N'empêche, les chiffres hebdomadaires sur le prix moyen de l'essence aux États-Unis ont été publiés la veille du scrutin et ils ont montré une baisse rapide en trois semaines. Durant une campagne électorale, on attribue au candidat sortant la responsabilité de tout ce qui va mal, y compris les hausses d'essence. Et Obama a été attaqué pour sa politique de l'énergie au cours de la campagne.
Or, en allant faire le plein avant d'aller voter le 6 novembre, l'Américain moyen a payé autour de 3,49$ le gallon, selon les chiffres hebdomadaires du ministère de l'Énergie. Pas exactement comme dans le bon vieux temps de l'ordinaire autour de 1,10$ le gallon durant les années du président Bill Clinton, mais quand même, c'était une baisse de 7,6 cents le gallon par rapport aux 3,57$ du 29 octobre. Et si on recule de deux autres semaines, le prix moyen national du gallon d'ordinaire était de 3,69$ le 22 octobre et de 3,82$ le 15 octobre. C'est quand même une baisse de 33 cents en trois semaines. C'est le genre de chose très concrète que l'électeur moyen voit au moins une fois par semaine. C'est un bonbon à court terme qui influence la perception de son bien-être personnel. Et le prix de l'essence était une statistique que le candidat républicain Mitt Romney ne pouvait plus utiliser pour taper sur Obama.
Même en Floride, État chaudement contesté où la victoire démocrate est remise en question par un dépouillement judiciaire, l'essence a baissé de 30 cents le gallon durant les trois semaines précédant l'élection.

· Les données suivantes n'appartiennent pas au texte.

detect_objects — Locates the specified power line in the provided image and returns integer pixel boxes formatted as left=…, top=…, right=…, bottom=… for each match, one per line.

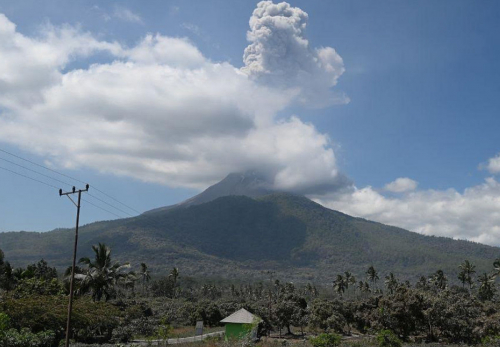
left=0, top=148, right=141, bottom=215
left=0, top=166, right=59, bottom=189
left=0, top=158, right=72, bottom=187
left=0, top=148, right=86, bottom=184
left=0, top=166, right=123, bottom=218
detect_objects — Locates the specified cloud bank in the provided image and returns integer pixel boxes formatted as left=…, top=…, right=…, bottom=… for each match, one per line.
left=315, top=173, right=500, bottom=246
left=384, top=177, right=418, bottom=193
left=0, top=2, right=346, bottom=192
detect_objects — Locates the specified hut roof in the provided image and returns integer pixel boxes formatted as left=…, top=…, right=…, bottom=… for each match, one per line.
left=221, top=308, right=255, bottom=324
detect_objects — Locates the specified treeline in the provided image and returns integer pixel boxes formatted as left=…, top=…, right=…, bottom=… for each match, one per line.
left=0, top=244, right=500, bottom=347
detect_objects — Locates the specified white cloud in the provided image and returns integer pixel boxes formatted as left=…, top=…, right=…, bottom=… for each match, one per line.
left=316, top=178, right=500, bottom=246
left=0, top=5, right=345, bottom=191
left=242, top=1, right=349, bottom=107
left=113, top=6, right=143, bottom=24
left=384, top=177, right=418, bottom=193
left=486, top=154, right=500, bottom=175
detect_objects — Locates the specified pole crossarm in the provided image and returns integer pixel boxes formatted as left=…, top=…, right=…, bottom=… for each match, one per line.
left=59, top=184, right=90, bottom=347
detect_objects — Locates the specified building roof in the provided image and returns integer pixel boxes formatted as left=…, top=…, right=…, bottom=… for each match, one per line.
left=221, top=308, right=256, bottom=324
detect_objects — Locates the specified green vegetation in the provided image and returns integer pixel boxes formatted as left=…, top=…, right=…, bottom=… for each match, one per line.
left=377, top=330, right=402, bottom=347
left=309, top=333, right=342, bottom=347
left=0, top=194, right=500, bottom=282
left=0, top=244, right=500, bottom=347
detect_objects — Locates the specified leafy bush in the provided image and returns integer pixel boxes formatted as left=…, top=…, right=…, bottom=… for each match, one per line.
left=0, top=312, right=10, bottom=334
left=377, top=330, right=401, bottom=347
left=0, top=328, right=56, bottom=347
left=309, top=333, right=341, bottom=347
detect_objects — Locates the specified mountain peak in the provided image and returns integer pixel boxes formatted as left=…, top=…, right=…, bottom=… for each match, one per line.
left=146, top=170, right=273, bottom=213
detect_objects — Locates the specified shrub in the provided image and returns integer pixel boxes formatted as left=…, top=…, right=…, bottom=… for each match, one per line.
left=377, top=330, right=401, bottom=347
left=310, top=333, right=341, bottom=347
left=0, top=328, right=56, bottom=347
left=0, top=312, right=10, bottom=334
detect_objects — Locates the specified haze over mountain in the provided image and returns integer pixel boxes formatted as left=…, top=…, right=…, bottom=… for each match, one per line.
left=146, top=171, right=272, bottom=213
left=0, top=172, right=500, bottom=283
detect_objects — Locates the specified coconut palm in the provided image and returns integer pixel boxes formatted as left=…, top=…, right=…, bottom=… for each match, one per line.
left=140, top=263, right=151, bottom=291
left=431, top=270, right=448, bottom=290
left=344, top=271, right=356, bottom=290
left=75, top=243, right=135, bottom=301
left=385, top=272, right=399, bottom=294
left=333, top=275, right=347, bottom=296
left=169, top=267, right=179, bottom=297
left=477, top=273, right=496, bottom=301
left=493, top=258, right=500, bottom=277
left=458, top=260, right=476, bottom=288
left=366, top=265, right=379, bottom=286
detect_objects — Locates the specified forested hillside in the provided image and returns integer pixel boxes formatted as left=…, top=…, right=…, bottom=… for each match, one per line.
left=0, top=193, right=500, bottom=283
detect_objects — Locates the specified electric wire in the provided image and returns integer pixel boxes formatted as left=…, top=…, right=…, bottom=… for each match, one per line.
left=0, top=157, right=72, bottom=187
left=0, top=166, right=127, bottom=218
left=0, top=148, right=141, bottom=216
left=0, top=166, right=59, bottom=189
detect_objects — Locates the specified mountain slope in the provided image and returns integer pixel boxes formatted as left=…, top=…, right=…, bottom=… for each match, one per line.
left=146, top=171, right=272, bottom=213
left=0, top=193, right=500, bottom=283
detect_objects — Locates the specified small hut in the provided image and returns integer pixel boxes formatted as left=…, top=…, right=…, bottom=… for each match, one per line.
left=221, top=308, right=260, bottom=340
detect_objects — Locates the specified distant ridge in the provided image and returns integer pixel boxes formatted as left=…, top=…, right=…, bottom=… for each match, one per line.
left=0, top=172, right=500, bottom=284
left=145, top=171, right=273, bottom=213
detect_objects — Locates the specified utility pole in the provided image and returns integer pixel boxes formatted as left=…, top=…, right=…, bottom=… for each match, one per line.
left=59, top=184, right=89, bottom=347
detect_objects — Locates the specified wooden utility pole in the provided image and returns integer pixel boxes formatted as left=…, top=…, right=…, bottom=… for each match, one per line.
left=59, top=184, right=89, bottom=347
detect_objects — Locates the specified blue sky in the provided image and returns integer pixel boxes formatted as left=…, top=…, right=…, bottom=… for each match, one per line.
left=0, top=1, right=500, bottom=245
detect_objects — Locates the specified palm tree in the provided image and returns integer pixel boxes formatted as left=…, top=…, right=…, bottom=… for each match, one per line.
left=477, top=273, right=496, bottom=301
left=458, top=260, right=476, bottom=289
left=385, top=272, right=399, bottom=294
left=141, top=263, right=151, bottom=292
left=493, top=258, right=500, bottom=277
left=431, top=270, right=448, bottom=290
left=169, top=267, right=179, bottom=297
left=333, top=275, right=347, bottom=296
left=75, top=243, right=135, bottom=301
left=366, top=265, right=379, bottom=286
left=344, top=271, right=356, bottom=290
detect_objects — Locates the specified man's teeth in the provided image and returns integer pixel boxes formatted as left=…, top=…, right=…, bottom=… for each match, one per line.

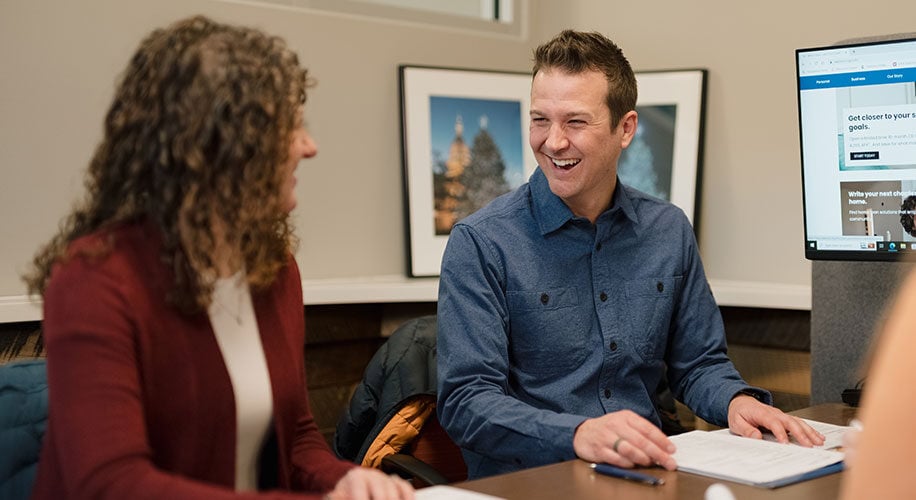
left=553, top=158, right=579, bottom=168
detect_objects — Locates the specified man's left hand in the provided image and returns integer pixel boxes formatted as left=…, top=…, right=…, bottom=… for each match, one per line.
left=728, top=394, right=824, bottom=448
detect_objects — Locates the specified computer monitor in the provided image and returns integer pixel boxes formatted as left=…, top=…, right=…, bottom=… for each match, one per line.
left=795, top=38, right=916, bottom=261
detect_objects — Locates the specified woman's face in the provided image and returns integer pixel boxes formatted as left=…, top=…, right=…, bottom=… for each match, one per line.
left=280, top=113, right=318, bottom=212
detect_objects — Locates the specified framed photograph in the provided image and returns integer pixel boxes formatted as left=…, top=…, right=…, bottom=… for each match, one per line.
left=617, top=69, right=706, bottom=232
left=399, top=65, right=706, bottom=277
left=399, top=65, right=537, bottom=277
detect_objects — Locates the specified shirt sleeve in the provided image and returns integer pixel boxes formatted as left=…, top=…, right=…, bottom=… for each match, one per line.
left=666, top=223, right=772, bottom=426
left=437, top=224, right=586, bottom=468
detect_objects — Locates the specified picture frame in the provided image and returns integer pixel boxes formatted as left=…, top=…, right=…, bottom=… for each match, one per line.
left=399, top=65, right=537, bottom=277
left=617, top=69, right=707, bottom=234
left=399, top=65, right=707, bottom=277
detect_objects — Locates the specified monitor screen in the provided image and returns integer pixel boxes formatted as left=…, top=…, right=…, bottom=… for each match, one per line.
left=795, top=35, right=916, bottom=260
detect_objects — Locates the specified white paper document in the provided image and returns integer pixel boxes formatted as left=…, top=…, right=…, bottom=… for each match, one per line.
left=670, top=431, right=843, bottom=488
left=713, top=418, right=852, bottom=450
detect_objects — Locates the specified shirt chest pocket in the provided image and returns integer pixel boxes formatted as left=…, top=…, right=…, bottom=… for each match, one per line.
left=624, top=276, right=683, bottom=361
left=506, top=287, right=587, bottom=375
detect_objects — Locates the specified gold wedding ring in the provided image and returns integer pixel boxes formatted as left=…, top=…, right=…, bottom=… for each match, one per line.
left=611, top=437, right=623, bottom=453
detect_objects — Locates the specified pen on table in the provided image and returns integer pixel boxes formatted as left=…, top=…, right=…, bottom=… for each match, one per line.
left=591, top=464, right=665, bottom=486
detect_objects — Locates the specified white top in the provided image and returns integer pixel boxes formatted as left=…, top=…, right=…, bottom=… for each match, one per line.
left=207, top=273, right=273, bottom=491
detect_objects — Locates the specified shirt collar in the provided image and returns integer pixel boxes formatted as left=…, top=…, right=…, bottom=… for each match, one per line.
left=528, top=167, right=639, bottom=235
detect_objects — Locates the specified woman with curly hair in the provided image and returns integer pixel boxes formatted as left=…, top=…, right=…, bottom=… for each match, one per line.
left=25, top=17, right=413, bottom=499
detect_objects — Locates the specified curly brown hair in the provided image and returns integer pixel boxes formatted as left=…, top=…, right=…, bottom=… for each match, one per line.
left=24, top=16, right=311, bottom=311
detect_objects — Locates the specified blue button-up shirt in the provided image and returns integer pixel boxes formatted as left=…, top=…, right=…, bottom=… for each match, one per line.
left=438, top=170, right=770, bottom=478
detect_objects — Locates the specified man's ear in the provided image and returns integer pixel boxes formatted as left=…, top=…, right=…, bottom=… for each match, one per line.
left=617, top=110, right=639, bottom=148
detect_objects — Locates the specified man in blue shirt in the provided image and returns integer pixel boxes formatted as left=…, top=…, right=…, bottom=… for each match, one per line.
left=438, top=31, right=823, bottom=478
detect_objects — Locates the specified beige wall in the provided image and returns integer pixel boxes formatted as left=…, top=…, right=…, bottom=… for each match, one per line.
left=0, top=0, right=916, bottom=305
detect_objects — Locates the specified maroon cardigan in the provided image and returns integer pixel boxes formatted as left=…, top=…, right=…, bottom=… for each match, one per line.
left=33, top=223, right=353, bottom=500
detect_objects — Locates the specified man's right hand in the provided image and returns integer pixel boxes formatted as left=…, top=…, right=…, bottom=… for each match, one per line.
left=573, top=410, right=677, bottom=470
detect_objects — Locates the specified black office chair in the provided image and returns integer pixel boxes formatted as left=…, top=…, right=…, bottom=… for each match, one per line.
left=334, top=315, right=467, bottom=487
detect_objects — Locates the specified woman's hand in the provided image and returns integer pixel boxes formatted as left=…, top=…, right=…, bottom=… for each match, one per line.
left=326, top=467, right=414, bottom=500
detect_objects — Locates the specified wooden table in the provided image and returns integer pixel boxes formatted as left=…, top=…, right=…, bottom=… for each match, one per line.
left=453, top=403, right=856, bottom=500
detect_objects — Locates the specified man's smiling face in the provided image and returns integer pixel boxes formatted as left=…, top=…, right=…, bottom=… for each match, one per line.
left=529, top=69, right=636, bottom=222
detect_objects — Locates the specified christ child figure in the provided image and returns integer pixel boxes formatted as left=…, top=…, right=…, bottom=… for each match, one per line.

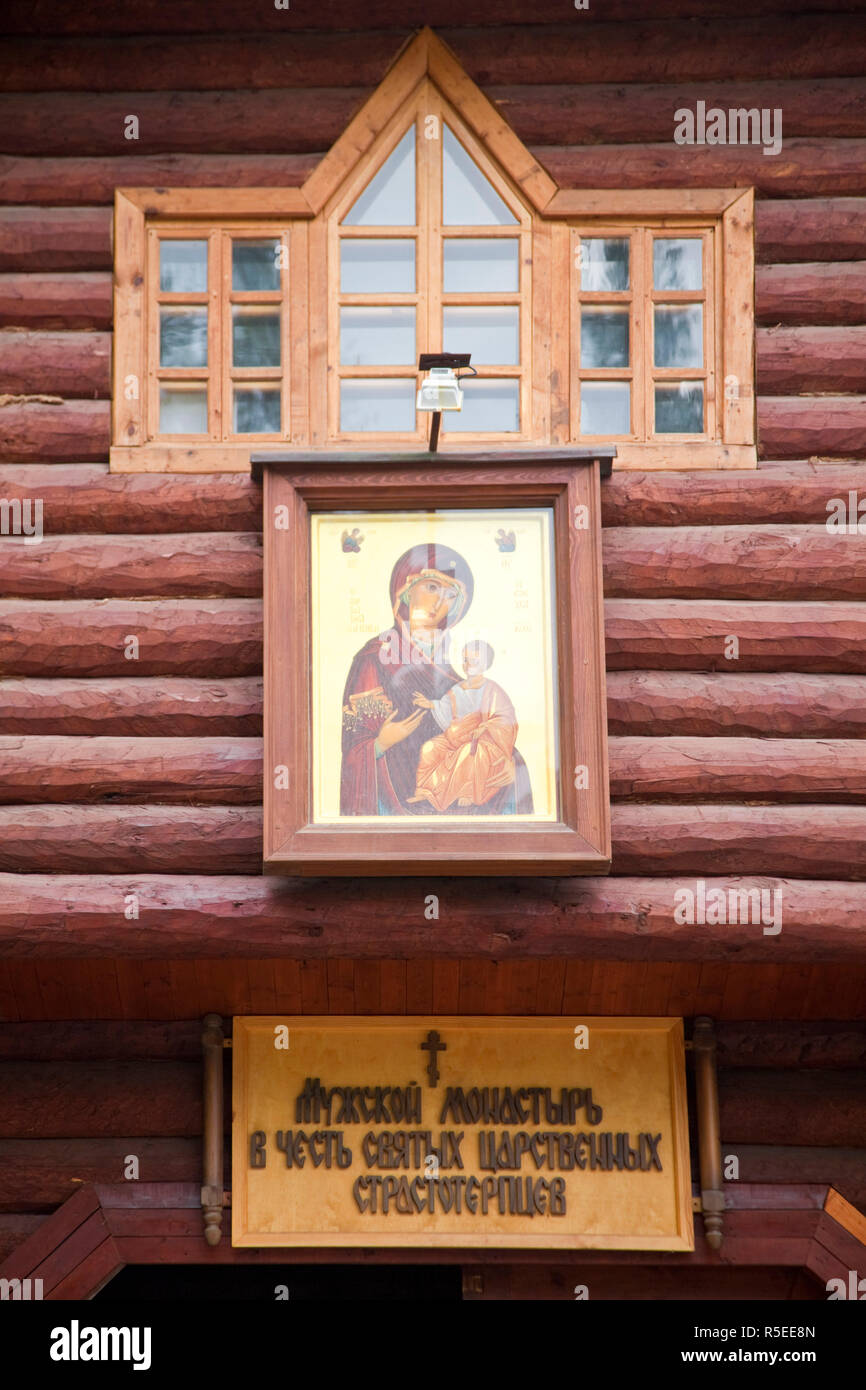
left=410, top=642, right=517, bottom=815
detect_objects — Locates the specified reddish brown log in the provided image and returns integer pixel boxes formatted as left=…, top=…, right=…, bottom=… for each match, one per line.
left=0, top=328, right=111, bottom=398
left=542, top=140, right=866, bottom=202
left=0, top=737, right=261, bottom=805
left=0, top=271, right=111, bottom=329
left=0, top=674, right=262, bottom=738
left=756, top=324, right=866, bottom=396
left=0, top=396, right=111, bottom=463
left=721, top=1140, right=866, bottom=1208
left=0, top=1061, right=202, bottom=1139
left=7, top=0, right=859, bottom=36
left=0, top=785, right=866, bottom=880
left=0, top=806, right=261, bottom=877
left=608, top=794, right=866, bottom=880
left=755, top=197, right=866, bottom=261
left=603, top=522, right=866, bottom=599
left=6, top=75, right=866, bottom=157
left=605, top=599, right=866, bottom=673
left=608, top=738, right=866, bottom=802
left=606, top=663, right=866, bottom=738
left=717, top=1019, right=866, bottom=1067
left=0, top=153, right=321, bottom=205
left=0, top=874, right=866, bottom=961
left=0, top=463, right=261, bottom=535
left=0, top=599, right=261, bottom=680
left=0, top=14, right=866, bottom=92
left=0, top=1145, right=202, bottom=1212
left=719, top=1068, right=866, bottom=1148
left=755, top=260, right=866, bottom=324
left=0, top=532, right=261, bottom=599
left=758, top=396, right=866, bottom=459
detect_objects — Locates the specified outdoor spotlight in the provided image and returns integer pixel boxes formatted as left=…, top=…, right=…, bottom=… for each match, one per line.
left=416, top=352, right=471, bottom=453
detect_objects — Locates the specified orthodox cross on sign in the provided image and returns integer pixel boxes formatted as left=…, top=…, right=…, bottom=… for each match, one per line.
left=420, top=1029, right=448, bottom=1086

C'est un État où l'essence est toujours plus chère que la moyenne nationale.
Comme le fait remarquer le quotidien USA Today, les amateurs de théories du complot devraient se retenir avant de dénoncer une baisse artificielle du prix de l'essence, orchestrée par les maléfiques mandarins de Washington: un des grands facteurs de la baisse de prix est la diminution de la demande nationale causée par la destruction de nombreuses infrastructures de distribution sur la côte Est par l'ouragan Sandy. Par ailleurs, le prix des hydrocarbures est généralement dans un creux à ce temps-ci de l'année. Le tourisme estival s'éteint complètement à la fin du mois de septembre; il fait encore trop doux pour que monte le prix du mazout; la grande migration interurbaine de l'Action de grâce américaine est seulement célébrée le quatrième mardi de novembre, avec de longs déplacements en auto.